Irish Life workers protest over pension scheme closure
Around 100 Irish Life staff protested yesterday outside the firm's Dublin HQ at proposed changes to their pensions plan.
In total, about 800 workers who are members of the Unite trade union went on strike.
They are protesting at the closure of their defined benefit scheme, which could happen as early as June, and say it would cut some 30pc off their pension.
Picket lines were formed from 6am yesterday and continued until 6pm.
Peter Gibbons (55) is a business administrator and has been working at the company - which is the country's largest pension provider - for 38 years.
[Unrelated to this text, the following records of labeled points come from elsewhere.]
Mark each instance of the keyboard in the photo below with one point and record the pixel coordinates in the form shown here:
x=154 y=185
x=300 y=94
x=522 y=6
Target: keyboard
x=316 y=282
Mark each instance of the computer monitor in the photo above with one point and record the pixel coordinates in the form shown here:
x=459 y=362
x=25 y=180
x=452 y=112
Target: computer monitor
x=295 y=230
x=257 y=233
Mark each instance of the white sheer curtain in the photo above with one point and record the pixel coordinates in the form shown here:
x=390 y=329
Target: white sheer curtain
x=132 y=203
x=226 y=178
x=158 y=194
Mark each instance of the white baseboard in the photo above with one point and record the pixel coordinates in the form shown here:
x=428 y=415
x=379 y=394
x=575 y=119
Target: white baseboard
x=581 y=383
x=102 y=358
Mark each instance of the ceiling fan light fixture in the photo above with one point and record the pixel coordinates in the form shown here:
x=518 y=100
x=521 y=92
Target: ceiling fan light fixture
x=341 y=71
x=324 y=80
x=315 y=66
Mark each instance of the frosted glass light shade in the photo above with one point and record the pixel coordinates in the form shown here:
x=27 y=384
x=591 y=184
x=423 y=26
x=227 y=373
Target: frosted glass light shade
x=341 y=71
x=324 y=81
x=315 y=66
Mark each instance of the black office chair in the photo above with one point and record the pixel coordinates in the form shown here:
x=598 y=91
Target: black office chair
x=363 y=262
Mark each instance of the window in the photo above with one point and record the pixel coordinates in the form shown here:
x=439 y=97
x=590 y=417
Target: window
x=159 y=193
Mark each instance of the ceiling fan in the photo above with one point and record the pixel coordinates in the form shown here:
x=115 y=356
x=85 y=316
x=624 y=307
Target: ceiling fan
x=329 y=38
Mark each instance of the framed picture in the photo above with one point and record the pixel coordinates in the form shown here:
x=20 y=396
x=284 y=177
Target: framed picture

He said morale in Irish Life was low.
"People are very worried, there's fear," he said. "You'll need to put a contribution of around 30pc in for the shortfall that's going to happen."
Sheila Martin, from Dublin 7, has been working at the company for more than 30 years.
"We can see that other companies are keeping their schemes open," she said. "I think everybody is very upset that it's come to this and I think they don't want to be in this position."
Branch chair of Unite for Irish Life Joe Conroy said the union wanted to sit down with management at the company.
A spokeswoman for Irish Life said the company made the decision to end future accrual on the two defined benefit pension schemes.
"We believe that this is the right thing to do to ensure that the interests of all scheme members are protected, be they active members, deferred members or pensioners," she said. "The closure to future accrual is designed to protect the valuable benefits built up in the schemes."
The representative added that the company remains open to engaging and negotiating with the union on the future defined contribution.